IntelLabs / nlp-architect

A model library for exploring state-of-the-art deep learning topologies and techniques for optimizing Natural Language Processing neural networks
https://intellabs.github.io/nlp-architect
Apache License 2.0
2.94k stars 447 forks source link

How to improve bist model accuracy? :Bistmodel #188

Closed ravishpankar closed 3 years ago

ravishpankar commented 4 years ago

I'm using spacybistparser with my own spacy and bist model trained using universal dependencies v2.0 dataset. My training follows the doc. I want to improve the accuracy of bistmodel. Currently, with default parameters, I train the bist model for 20iterations. The evaluation uas score is 87.8 percent. How can I improve it to 93.8 as mentioned in the docs? Is it possible with this english ud 2.0 dataset? Please help.

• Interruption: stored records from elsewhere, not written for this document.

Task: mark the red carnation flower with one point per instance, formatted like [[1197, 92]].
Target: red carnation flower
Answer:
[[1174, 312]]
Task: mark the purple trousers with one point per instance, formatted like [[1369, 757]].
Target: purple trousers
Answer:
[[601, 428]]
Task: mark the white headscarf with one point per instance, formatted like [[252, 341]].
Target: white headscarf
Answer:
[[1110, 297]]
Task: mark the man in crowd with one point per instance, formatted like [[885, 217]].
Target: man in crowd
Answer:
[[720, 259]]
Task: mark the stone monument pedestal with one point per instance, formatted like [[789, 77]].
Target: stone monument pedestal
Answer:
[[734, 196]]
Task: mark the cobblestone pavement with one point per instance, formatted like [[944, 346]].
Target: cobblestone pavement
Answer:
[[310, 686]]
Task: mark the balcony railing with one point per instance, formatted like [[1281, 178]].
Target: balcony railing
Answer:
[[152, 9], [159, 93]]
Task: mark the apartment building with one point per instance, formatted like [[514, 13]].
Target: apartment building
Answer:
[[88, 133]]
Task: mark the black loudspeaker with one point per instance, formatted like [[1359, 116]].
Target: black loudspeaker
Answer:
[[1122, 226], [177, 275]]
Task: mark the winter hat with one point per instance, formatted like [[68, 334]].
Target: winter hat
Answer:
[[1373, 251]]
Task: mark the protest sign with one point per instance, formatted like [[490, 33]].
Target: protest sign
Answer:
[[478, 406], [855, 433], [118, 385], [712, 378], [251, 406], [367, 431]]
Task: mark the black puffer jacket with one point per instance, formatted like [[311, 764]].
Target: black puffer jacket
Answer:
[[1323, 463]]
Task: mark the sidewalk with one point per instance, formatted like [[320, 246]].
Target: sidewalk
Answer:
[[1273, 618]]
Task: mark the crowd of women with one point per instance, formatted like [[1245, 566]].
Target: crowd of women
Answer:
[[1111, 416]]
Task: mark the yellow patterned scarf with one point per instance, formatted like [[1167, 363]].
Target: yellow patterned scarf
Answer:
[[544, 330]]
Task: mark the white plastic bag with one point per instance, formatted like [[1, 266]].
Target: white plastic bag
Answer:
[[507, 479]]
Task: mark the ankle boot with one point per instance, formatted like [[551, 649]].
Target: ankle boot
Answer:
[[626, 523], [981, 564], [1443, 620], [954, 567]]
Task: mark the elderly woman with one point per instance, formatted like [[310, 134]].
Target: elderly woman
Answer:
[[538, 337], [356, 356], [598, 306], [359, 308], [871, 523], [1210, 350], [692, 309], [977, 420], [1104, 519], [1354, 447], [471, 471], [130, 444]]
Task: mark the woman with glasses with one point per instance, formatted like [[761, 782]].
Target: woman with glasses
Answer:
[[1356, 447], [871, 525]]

ravishpankar commented 4 years ago

Any answer?

peteriz commented 3 years ago

@danielkorat, can you please help?

ravishpankar commented 3 years ago

@peteriz, thank you for requesting @danielkorat. This is very important to my project. I would like little lesser errors in parsing job descriptions. I guess improving the accuracy would result in fewer parsing errors. Please clarify this one too. I can always give it a try after improving the accuracy.

danielkorat commented 3 years ago

Hi @ravishpankar, sorry for the delayed response. 93.8 UAS is the score reported in the original paper and original code implementation. As mentioned there, this result is reported on the Penn TreeBank Dataset (Stanford Dependencies). Training on a different dataset might yield different results.

ravishpankar commented 3 years ago

Hi @danielkorat, Thanks a lot for answering. I understand that universal dependencies 2.0 en dataset is different from Penn tree bank dataset which is based upon Stanford dependency relations. Now the question is how did you train the bistmodel with Penn tree bank dataset to create the pretrained model for spacybistparser. Is it with the default parameters or something else? Any help will be greatly appreciated. Thank you.

danielkorat commented 3 years ago

Hi @ravishpankar From what I recall, I used the default parameters. I did not run many training runs, and don't have an evaluation score. Please refer to the two links in previous comment.